Vitamin D Deficiency and Falls
According to Dharmarajan, Akula, Kuppachi & Norkus, in the pilot study of older adults with gait imbalance and falls, vitamin D deficiency (< 20ng/mL) was observed in 54% of patients tested and previously unrecognised.
Vitamin D Deficiency and Chronic Pain
According to Plotnikoff & Quigley, all patients with persistent, non-specific musculoskeletal pain are at high risk of the consequences of unrecognized and untreated severe hypovitaminosis D. According to Al Faraj & Al Mutairi, vitamin D deficiency is a major contributor to chronic low back pain in areas where vitamin D deficiency is endemic. According to Gloth, Lindsay, Zelesnick & Greenough, there may be a pain syndrome associated with vitamin D depletion that appears as hyperaesthesia worsened by light, superficial pressure or even small increments of movement.
But doesn’t the sun damage the skin and cause skin cancer?

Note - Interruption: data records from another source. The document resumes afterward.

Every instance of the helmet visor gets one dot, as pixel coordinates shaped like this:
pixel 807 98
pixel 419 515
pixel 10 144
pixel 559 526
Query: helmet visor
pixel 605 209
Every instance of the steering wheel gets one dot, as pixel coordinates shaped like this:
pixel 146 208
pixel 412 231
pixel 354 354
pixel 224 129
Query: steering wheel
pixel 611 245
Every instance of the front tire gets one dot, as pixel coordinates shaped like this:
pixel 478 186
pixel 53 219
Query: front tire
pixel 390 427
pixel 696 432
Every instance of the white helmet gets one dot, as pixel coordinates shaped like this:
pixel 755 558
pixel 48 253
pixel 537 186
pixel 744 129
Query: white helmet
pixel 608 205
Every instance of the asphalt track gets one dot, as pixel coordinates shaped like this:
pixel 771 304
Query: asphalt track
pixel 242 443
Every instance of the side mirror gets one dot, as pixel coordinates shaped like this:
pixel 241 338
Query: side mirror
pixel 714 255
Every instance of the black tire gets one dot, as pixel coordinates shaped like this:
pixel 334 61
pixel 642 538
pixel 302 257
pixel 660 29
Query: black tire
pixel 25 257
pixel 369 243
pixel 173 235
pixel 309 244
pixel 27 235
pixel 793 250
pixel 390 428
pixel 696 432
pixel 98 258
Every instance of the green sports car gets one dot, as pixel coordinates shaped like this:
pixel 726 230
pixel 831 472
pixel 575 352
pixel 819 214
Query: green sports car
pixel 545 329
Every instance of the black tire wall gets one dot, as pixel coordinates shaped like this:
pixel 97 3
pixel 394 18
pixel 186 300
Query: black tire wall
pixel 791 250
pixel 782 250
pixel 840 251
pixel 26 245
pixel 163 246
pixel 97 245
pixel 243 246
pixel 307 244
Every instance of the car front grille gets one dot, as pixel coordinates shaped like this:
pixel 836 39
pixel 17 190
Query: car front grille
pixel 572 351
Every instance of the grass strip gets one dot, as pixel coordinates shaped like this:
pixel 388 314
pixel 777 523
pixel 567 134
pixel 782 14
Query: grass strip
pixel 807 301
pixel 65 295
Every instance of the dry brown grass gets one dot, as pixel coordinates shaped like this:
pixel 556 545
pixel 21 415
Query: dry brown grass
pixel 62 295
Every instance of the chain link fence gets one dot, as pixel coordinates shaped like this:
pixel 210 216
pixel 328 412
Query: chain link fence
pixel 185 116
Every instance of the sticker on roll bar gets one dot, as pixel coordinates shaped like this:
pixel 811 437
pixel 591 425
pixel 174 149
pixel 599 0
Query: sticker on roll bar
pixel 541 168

Inappropriate sun exposure can certainly damage the skin. Chronic overexposure to sun (e.g. farmers and other outdoor workers) causes wrinkly, leathery skin and may be involved in the development of skin cancers such as Basal Cell Carcinoma and Squamous Cell Carcinoma. These skin cancers are easily removed and rarely fatal. However, acute overexposure to sun (e.g. people getting severe sunburn on foreign holidays and those over-enthusiastic on being tanned) causes the much more serious Malignant Melanoma. This condition, if not caught early enough, has a very high risk of mortality. However, sensible sun exposure may have more benefits than hazards. See Does solar exposure, as indicated by the non-melanoma skin cancers, protect from solid cancers: vitamin D as a possible explanation.
Is it possible to get too much Vitamin D?
It is possible to over-supplement with vitamin D. According to Vieth, published cases of vitamin D toxicity with hypocalcaemia, for which the 25(OH)D concentration and vitamin D dose are known, all involve intakes of >1000µg/day (>40,000 IU)/d. People suffering from sarcoidosis, primary hyperparathyroidism, a history of calcium oxalate kidney stones and Milk-Alkali Syndrome need to be careful with their vitamin D intake. People prescribed the drug Warfarin also have to be careful, as Warfarin is a vitamin K antagonist which can result in calcification of tissues.
However, it is not possible to overdose on vitamin D by sun exposure as the metabolic processes down-regulate when ~10,000iu has been produced. To find out when the sun is strong enough to produce vitamin D in your skin, see the Vitamin D Synthesis in Human Skin Calculator.